Book Read Free

Churchill's White Rabbit

Page 18

by Sophie Jackson


  Back in his cell he was once again set on the chair with his hands cuffed behind him. It was unbearable not to be able to put his head down and sleep for even a moment. With usual Forest stubbornness, he determined to free himself from the chair at least and by rocking and trying to stand he eventually flung himself forward and wriggled his arms from the back of the chair.

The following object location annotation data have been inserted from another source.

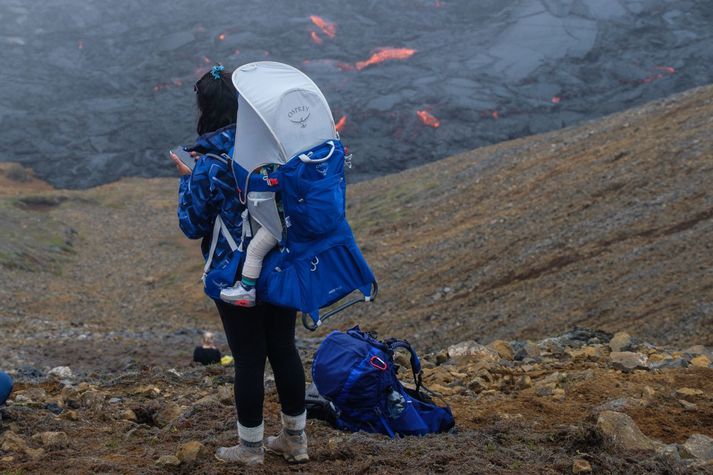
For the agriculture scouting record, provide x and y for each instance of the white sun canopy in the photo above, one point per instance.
(281, 112)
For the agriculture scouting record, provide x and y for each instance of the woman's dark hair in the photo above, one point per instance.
(217, 102)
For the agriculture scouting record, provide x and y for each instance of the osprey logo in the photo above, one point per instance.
(299, 115)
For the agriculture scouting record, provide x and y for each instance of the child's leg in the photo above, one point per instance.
(258, 248)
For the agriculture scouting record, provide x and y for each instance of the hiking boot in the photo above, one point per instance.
(291, 442)
(238, 295)
(242, 454)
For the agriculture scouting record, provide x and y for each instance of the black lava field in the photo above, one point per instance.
(92, 91)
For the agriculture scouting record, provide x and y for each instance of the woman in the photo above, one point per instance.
(253, 333)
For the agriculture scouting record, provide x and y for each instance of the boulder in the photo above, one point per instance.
(621, 431)
(190, 451)
(621, 341)
(628, 361)
(698, 446)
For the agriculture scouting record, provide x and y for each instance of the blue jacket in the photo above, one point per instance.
(209, 191)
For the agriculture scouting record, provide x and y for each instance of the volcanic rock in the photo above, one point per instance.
(502, 348)
(621, 430)
(168, 460)
(698, 446)
(581, 466)
(700, 361)
(61, 372)
(472, 348)
(689, 392)
(190, 451)
(621, 341)
(12, 442)
(627, 360)
(52, 440)
(169, 413)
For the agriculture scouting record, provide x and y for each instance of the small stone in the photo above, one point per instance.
(169, 413)
(700, 361)
(128, 415)
(168, 460)
(628, 361)
(34, 454)
(527, 349)
(441, 357)
(472, 348)
(689, 392)
(190, 451)
(698, 446)
(477, 385)
(621, 341)
(226, 394)
(524, 382)
(670, 363)
(52, 440)
(581, 466)
(558, 394)
(621, 430)
(61, 372)
(12, 442)
(502, 348)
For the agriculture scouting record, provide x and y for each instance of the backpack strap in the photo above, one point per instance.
(218, 228)
(393, 343)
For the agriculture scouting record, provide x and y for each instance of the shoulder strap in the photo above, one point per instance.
(393, 343)
(218, 228)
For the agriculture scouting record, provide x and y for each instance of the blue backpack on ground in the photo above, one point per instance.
(357, 374)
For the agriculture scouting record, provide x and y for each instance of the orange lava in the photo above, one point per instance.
(385, 54)
(315, 38)
(328, 28)
(428, 119)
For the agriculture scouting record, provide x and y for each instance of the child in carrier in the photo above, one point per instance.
(243, 292)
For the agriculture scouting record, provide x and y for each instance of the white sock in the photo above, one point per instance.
(294, 425)
(252, 435)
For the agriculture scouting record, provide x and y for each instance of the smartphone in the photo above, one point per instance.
(185, 157)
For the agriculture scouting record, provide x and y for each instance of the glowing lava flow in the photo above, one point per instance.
(315, 38)
(385, 54)
(666, 71)
(341, 123)
(328, 28)
(428, 119)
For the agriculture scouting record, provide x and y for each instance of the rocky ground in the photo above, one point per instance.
(603, 226)
(583, 402)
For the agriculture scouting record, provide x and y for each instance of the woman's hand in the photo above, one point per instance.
(182, 168)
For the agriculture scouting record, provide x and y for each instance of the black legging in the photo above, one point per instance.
(253, 334)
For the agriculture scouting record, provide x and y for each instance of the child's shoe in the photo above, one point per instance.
(239, 295)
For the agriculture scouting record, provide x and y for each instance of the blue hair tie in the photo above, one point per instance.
(215, 71)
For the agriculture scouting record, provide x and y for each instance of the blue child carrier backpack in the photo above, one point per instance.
(357, 374)
(287, 147)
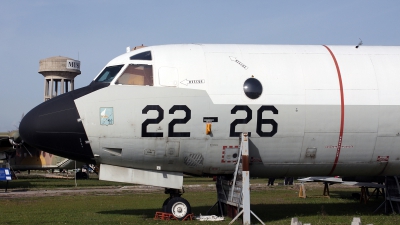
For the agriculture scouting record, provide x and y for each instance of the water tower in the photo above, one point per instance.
(59, 73)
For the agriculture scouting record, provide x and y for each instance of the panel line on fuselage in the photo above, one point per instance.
(341, 111)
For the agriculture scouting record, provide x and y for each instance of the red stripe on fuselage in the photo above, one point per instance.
(339, 147)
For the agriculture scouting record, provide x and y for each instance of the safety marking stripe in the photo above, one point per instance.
(339, 146)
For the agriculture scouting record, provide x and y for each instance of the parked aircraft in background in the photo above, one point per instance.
(158, 112)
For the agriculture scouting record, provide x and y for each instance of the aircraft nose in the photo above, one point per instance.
(54, 127)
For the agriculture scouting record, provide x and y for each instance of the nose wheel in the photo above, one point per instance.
(177, 206)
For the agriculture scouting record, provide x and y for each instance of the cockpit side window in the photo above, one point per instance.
(137, 75)
(142, 56)
(108, 74)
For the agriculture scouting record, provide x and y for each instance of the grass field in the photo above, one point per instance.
(274, 205)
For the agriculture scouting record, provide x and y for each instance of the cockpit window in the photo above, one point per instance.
(142, 56)
(137, 75)
(108, 74)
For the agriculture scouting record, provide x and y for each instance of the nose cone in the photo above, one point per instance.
(53, 127)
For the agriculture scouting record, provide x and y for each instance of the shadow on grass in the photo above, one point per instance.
(273, 212)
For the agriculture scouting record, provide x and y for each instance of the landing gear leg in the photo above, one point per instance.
(175, 204)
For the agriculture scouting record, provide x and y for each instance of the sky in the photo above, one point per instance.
(95, 32)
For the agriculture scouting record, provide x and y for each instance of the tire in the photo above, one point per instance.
(179, 207)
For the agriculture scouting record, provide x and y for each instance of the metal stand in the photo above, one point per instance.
(235, 192)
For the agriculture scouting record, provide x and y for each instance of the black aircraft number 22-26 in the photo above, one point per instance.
(232, 132)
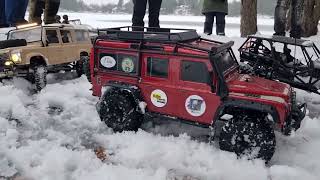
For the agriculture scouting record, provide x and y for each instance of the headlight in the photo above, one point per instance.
(8, 63)
(16, 57)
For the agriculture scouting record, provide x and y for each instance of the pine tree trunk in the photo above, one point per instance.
(311, 16)
(248, 17)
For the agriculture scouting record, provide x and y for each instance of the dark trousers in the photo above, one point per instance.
(2, 13)
(220, 23)
(139, 11)
(15, 11)
(280, 17)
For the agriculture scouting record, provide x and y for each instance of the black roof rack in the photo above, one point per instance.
(285, 40)
(143, 34)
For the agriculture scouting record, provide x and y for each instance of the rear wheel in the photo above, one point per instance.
(119, 112)
(248, 137)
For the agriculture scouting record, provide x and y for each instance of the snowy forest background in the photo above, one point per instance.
(181, 7)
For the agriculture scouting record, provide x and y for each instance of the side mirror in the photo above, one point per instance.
(211, 82)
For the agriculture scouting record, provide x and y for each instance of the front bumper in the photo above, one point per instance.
(297, 114)
(6, 74)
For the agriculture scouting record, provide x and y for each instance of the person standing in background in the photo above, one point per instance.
(13, 12)
(48, 7)
(280, 17)
(65, 19)
(2, 15)
(139, 11)
(215, 9)
(21, 8)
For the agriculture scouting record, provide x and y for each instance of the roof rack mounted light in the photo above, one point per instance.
(144, 34)
(27, 25)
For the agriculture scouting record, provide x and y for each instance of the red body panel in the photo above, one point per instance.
(240, 86)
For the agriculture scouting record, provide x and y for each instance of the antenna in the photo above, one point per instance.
(295, 48)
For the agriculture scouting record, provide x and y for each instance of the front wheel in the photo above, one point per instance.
(119, 112)
(248, 137)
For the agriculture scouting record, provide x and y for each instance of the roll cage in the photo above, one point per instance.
(268, 62)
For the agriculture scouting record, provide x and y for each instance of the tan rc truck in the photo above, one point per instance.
(32, 51)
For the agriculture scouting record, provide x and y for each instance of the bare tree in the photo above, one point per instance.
(248, 17)
(311, 17)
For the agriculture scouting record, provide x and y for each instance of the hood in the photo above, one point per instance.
(12, 43)
(256, 86)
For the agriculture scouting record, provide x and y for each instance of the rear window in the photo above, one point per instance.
(157, 67)
(119, 62)
(30, 35)
(82, 35)
(195, 72)
(226, 61)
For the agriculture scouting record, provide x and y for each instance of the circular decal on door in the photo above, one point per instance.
(159, 98)
(108, 61)
(195, 105)
(127, 65)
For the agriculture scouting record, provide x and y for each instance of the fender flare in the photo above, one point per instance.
(249, 105)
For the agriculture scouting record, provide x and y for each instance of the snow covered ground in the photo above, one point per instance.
(51, 135)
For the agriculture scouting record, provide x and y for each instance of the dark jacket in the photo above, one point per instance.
(215, 6)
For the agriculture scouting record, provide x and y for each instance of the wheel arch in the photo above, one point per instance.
(38, 59)
(234, 106)
(129, 89)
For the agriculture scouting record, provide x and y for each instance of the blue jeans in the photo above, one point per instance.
(2, 14)
(15, 11)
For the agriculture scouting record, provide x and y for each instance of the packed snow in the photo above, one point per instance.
(52, 135)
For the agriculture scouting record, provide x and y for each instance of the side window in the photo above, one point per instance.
(194, 72)
(157, 67)
(119, 62)
(52, 36)
(66, 36)
(81, 35)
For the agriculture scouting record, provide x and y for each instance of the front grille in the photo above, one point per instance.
(3, 58)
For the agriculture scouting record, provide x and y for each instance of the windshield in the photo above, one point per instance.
(226, 61)
(30, 35)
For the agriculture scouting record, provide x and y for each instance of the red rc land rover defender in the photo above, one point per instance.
(174, 73)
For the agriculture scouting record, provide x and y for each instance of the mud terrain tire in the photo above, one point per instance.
(248, 137)
(86, 67)
(79, 66)
(12, 43)
(40, 76)
(119, 112)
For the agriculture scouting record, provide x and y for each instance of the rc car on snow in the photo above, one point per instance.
(176, 74)
(31, 51)
(293, 61)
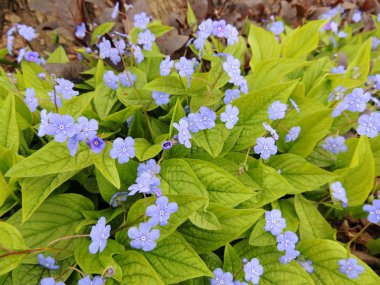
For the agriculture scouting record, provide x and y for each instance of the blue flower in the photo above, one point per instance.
(143, 237)
(357, 100)
(146, 38)
(230, 116)
(369, 125)
(253, 270)
(62, 127)
(48, 262)
(286, 241)
(265, 147)
(65, 87)
(30, 99)
(373, 210)
(335, 145)
(165, 66)
(161, 98)
(339, 193)
(184, 135)
(141, 20)
(80, 31)
(99, 235)
(274, 222)
(350, 267)
(96, 144)
(97, 280)
(277, 110)
(221, 278)
(123, 150)
(230, 95)
(161, 211)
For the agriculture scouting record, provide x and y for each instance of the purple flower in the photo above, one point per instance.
(274, 222)
(166, 66)
(143, 237)
(293, 134)
(350, 267)
(373, 211)
(48, 262)
(30, 99)
(230, 116)
(96, 144)
(265, 147)
(161, 98)
(99, 235)
(369, 125)
(80, 31)
(221, 278)
(357, 100)
(277, 110)
(339, 193)
(62, 127)
(141, 20)
(65, 87)
(123, 150)
(111, 80)
(184, 135)
(335, 145)
(253, 270)
(146, 38)
(287, 241)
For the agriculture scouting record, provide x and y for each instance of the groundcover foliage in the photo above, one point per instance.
(192, 170)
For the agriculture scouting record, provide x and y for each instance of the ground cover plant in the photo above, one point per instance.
(197, 169)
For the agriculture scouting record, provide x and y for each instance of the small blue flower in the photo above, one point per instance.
(48, 262)
(30, 99)
(97, 280)
(230, 116)
(184, 135)
(65, 87)
(141, 20)
(123, 150)
(143, 237)
(253, 270)
(161, 211)
(335, 144)
(373, 210)
(293, 134)
(277, 110)
(265, 147)
(339, 193)
(350, 267)
(80, 31)
(274, 222)
(99, 235)
(165, 66)
(161, 98)
(221, 278)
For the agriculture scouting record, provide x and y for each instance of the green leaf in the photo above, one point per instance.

  It was far from easy to struggle the chair back onto its feet and then to somehow position it so he could sleep on it, with his arms still firmly behind his back the whole time. Eventually he managed a position resting on the chair with his head propped against the wall, and even dozed. But his reprieve was all too short lived.

  * * *

  Notes

  1. Marshal, Op cit.

  2. Seaman, Op cit.

  3. Ibid.

  – 13 –

  The Endless Nightmare

  RUDI AND ERNST HAD tired of interrogating Forest and had relinquished their prisoner to two new officers, neither of whom felt inclined to reveal their names to him. They were new faces in the ordeal, but when Forest was brought before them he discovered that he was to endure the most horrific déjà vu as the two men repeated the process Rudi and Ernst had so generously initiated him into. First there was the firing of questions, and thankfully even a sleepy Forest could recall his cover story, but all too soon they were at an impasse, as once again he was demanded to tell them the location of the resistance arms dump.

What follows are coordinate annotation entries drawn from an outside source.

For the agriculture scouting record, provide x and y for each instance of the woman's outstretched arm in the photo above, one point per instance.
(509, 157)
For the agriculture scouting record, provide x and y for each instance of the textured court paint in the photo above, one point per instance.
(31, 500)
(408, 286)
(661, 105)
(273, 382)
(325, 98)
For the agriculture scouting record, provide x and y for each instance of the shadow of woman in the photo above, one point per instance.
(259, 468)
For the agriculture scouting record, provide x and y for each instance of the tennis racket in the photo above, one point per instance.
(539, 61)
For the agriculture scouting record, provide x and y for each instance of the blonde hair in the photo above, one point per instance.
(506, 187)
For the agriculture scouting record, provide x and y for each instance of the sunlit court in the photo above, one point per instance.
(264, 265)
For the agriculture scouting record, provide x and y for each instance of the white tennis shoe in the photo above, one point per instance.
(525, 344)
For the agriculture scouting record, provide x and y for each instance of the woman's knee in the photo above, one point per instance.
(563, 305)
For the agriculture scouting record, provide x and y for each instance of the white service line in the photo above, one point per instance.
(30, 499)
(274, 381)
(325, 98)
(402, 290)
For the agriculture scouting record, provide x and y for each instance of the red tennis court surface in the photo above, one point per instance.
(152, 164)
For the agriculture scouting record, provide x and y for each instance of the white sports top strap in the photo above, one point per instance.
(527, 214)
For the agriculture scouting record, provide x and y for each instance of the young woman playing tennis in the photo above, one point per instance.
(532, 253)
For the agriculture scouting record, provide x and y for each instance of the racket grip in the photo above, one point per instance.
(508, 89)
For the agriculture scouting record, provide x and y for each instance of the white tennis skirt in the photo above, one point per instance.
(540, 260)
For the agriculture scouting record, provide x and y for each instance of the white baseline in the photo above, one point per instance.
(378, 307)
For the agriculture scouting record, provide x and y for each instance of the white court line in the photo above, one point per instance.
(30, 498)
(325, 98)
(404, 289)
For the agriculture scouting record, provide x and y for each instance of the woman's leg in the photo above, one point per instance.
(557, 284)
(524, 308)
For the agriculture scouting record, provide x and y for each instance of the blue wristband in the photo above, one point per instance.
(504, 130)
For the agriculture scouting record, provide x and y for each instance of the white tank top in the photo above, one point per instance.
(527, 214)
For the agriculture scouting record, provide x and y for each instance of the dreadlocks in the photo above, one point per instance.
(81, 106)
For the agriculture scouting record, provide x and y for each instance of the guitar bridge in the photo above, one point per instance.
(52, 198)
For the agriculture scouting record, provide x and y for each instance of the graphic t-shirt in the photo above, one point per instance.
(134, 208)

  Then it was a return to the bath, though apparently it was too late for the female personnel to attend, or perhaps they had lost interest in this particular victim. There was little that Forest could do but hold on to his stubbornness and his breath. He endeavoured to reduce the torment by kicking violently when his head was first immersed in the water and then, just as he felt himself slipping into unconsciousness, allowing his body to go limp making it seem he had blacked out a little sooner than he really had. Even so it was a nightmarish struggle: his body constantly fighting between life and death, his stomach filling with hastily swallowed water and his lungs burning from the effort to breathe. It lasted an hour, at which point he feigned complete collapse and was dragged back to the interrogation room, where he was forced to watch his anonymous questioners eating a leisurely breakfast of croissants and coffee. Despite his injuries Forest could still feel the pangs of hunger this induced, but for his breakfast all he received was another beating until he was virtually insensible, then the Germans left.

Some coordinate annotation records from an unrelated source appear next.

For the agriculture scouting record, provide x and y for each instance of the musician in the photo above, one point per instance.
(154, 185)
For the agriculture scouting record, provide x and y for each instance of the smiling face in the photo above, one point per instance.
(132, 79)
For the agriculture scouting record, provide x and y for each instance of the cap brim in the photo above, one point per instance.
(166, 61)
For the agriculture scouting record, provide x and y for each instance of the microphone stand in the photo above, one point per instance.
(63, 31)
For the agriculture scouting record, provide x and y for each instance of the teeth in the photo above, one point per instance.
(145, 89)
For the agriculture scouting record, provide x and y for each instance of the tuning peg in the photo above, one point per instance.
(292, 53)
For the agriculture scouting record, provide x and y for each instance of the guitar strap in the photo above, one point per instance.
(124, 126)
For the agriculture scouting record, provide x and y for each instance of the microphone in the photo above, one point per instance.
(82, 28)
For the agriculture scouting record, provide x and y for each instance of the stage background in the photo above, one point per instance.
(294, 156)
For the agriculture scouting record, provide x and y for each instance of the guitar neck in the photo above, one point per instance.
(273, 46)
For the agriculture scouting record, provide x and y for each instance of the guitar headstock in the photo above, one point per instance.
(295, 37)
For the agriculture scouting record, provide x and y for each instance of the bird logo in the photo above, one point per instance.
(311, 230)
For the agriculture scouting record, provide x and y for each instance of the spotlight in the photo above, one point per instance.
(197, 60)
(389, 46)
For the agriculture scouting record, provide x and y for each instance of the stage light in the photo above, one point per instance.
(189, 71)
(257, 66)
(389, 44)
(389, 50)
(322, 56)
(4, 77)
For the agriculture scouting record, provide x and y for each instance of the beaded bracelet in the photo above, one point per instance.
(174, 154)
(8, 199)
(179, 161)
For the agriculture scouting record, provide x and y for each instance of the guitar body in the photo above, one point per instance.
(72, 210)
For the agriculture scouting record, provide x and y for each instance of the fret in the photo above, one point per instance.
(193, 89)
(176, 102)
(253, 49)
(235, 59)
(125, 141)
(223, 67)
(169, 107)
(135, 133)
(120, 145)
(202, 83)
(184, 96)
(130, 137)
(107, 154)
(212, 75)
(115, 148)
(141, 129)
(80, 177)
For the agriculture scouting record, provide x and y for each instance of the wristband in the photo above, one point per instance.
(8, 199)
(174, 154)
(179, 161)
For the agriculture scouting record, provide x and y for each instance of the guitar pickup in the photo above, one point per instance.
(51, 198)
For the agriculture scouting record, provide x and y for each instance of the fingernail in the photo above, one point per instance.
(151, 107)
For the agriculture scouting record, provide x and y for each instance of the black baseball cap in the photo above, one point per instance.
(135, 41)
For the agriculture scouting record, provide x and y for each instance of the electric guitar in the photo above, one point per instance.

  For a brief spell Forest was alone with his thoughts and his pain. Throughout the corridors of the building screams rang out as new victims received the Gestapo treatment. Forest could only close his mind to the sounds and hope there was no one he knew in those other rooms. He was still unaware that Brossolette had been a victim of the regime and had killed himself a mere hour before Forest had arrived at the house.

  Then Rudi and Ernst were back and Rudi was feeling vengeful for the false errands he believed he had been sent on the day before. Perhaps Forest felt a tinge of amusement that Rudi failed to realise that he had stood in a genuine resistance safe house, before the usual round of beating and bathing continued.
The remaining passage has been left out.